Tuesday, August 28, 2012

Meetinghouse Event


Melody told me about this event, some presentation about the Zapatistas.  What's up in Chiapas, Mexico?  I was curious, so I wandered over, hopping the 75 for a few blocks to save time.

The replacement camera (Nikon Coolpix S8300) had just arrived so I dropped by Freddy's for an SD card (none included).  Kingston 16 GB SDs were on sale for only $13 or something.

As it turns out, it was fortunate for the event leaders that I showed up, as their A/V solution wasn't working out.  The projector stayed blurry no matter how close or far from the screen so reading the menus was impossible, plus they hadn't brought any speakers.  

The Meeting rents out space but tends to not rent A/V equipment, however since I was there, I could access the meeting's projector and speakers and wheel them out.  After some futzing, we got everything working.

Portland has its own relationship with Chiapas and the Zapatistas.  Our presenters, not native Spanish speakers (many Zapatistas aren't either), had been eyewitnesses fairly recently (though not with PBI).

The indigenous people of Chiapas are trying to develop their locale independently of the central government and that's hard for many nationalists to stomach.  The fact that Zapatistas want to run their own school system is hard for the control freaks to accept.

The Zapatistas are routinely bullied, their crops burned, their assets stolen, by rival political parties (read "rival gangs").  The expectation is the new Mexican president, a PRI member, will turn a blind eye to the PRI's persecution of the Zapatista minority.  Other parties also engage in systematic harassment and terrorization against this unwanted (by them) upstart party.

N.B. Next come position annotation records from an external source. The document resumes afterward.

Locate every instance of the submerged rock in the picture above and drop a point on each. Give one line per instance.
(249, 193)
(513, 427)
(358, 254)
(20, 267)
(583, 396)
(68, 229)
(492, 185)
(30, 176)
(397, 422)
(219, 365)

Thanks to video campaigns, knowledge of this kind of harassment and displacement (ethnic cleansing etc.) is widely publicized.  New Yorkers know about it too.

The conversation then turned to the Drug Wars, which rage more in the north of Mexico, not in Chiapas.  One of the Mexican nationals in our group made a speech about how USAers only needed to educate their children to not want drugs, and all would be well.  

The impact of ending Prohibition was not discussed, although that's the direction many states in the North American Federation have been taking, slowly but surely.  Another Mexican national pointed out that we had strayed from the core topic, as the war on the Zapatistas was distinct, politically and sociologically, from the Drug Wars (aka Prohibition).

The primary group leader was in a hurry to catch a plane.  She went through a few more slides, after showing two videos and going over the history.  She put the meetinghouse doors on self locking, and returned the key to the mailbox (standard procedure).  I helped with cleanup, and locked the projector away, but then left the other group leader in charge.

I joined Patrick and Steve at The Bagdad, staying on until Happy Hour.

Tomorrow I have an AFSC meeting and will mention attending this event.  Melody was aware of it thanks to her AFSC connections I'm pretty sure.  She used to work with AFSC more concertedly back in Austin.